En l’espèce, dans la mesure où M. [U] et Mme [N] indiquent qu’ils ont érigé la clôture en retrait de minimum 50 cm par rapport aux limites séparatives des deux lots, celle-ci n’est pas mitoyenne au sens de l’article 666 précité.
En conséquence, il convient d’infirmer le jugement déféré en ce qu’il a dit que le coût de la pose d’une clôture entre les propriétés de M. [U] et Mme [N] d’une part, et M. et Mme [Y] d’autre part, sera partagé par moitié entre eux.

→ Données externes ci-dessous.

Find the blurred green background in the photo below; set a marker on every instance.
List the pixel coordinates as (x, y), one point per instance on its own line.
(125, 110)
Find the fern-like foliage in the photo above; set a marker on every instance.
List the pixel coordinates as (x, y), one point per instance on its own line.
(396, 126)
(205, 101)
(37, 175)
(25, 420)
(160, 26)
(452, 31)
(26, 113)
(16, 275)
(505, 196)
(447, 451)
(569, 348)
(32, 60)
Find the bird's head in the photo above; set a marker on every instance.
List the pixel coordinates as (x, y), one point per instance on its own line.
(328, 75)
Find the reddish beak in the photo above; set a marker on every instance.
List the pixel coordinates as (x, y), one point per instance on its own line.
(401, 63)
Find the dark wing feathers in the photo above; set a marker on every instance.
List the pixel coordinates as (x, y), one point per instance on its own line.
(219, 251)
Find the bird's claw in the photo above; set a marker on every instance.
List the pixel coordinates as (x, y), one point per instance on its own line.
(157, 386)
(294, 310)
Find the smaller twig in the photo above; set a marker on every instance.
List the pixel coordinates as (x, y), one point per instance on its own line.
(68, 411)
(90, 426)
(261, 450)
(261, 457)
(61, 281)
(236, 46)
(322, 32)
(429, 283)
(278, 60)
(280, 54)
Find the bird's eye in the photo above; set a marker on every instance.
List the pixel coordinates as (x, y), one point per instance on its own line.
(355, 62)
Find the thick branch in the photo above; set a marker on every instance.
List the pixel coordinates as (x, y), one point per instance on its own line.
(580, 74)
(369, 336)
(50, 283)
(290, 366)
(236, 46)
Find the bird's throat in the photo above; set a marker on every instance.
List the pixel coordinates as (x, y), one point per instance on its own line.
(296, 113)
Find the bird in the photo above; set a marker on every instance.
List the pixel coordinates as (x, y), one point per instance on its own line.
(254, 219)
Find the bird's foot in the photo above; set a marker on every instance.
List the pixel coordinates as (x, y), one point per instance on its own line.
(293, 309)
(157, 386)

Statuant à nouveau, M. [U] et Mme [N] sont déboutés de leur demande tendant à voir condamner M. et Mme [Y] à leur payer la somme de 1 554 euros, représentant la moitié de la facture de pose de clôture.
7. Sur les frais irrépétibles et les dépens
Le jugement est confirmé en ses dispositions relatives aux frais irrépétibles et aux dépens de première instance.
En cause d’appel, la société, partie perdante au principal, est condamnée aux dépens et à payer à M. et Mme [Y], d’une part, à M. [U] et Mme [N], d’autre part, la somme de 3 000 euros sur le fondement de l’article 700 du code de procédure civile.
PAR CES MOTIFS
La cour,
Confirme le jugement déféré sauf en ce qu’il dit que le coût de la pose d’une clôture entre les propriétés de M. [U] et Mme [N] d’une part, et M. et Mme [Y] d’autre part, sera partagé par moitié entre eux,
Statuant à nouveau du chef infirmé et y ajoutant,
Dit n’y avoir lieu à partager par moitié le coût de la pose d’une clôture entre les propriétés de M. [U] et Mme [N] d’une part, et M. et Mme [Y] d’autre part,
Par conséquent, déboute M. [U] et Mme [N] de leur demande tendant à voir condamner M. et Mme [Y] à leur payer la somme de 1 554 euros représentant la moitié de la facture de pose de clôture,
Constate que les travaux mis à la charge de M. [U] et Mme [N] par le jugement déféré ont été réalisés,
Par conséquent, condamne la société Agriates à payer à M. [U] et Mme [N] la somme de 38'347,83 euros au titre du coût de ces travaux,
Déboute M. et Mme [Y] de leurs demandes de condamnation sous astreinte de M. [U] et Mme [N] a réaliser des travaux supplémentaires,
Condamne la société Agriates à payer à M. et Mme [Y] la somme de 3 000 euros sur le fondement de l’article 700 du code de procédure civile,
Condamne la société Agriates à payer à M. [U] et Mme [N] la somme de 3 000 euros sur le fondement de l’article 700 du code de procédure civile,
Condamne la société Agriates aux dépens d’appel,
Fait application des dispositions de l’article 699 du code de procédure civile au profit des avocats qui en ont fait la demande.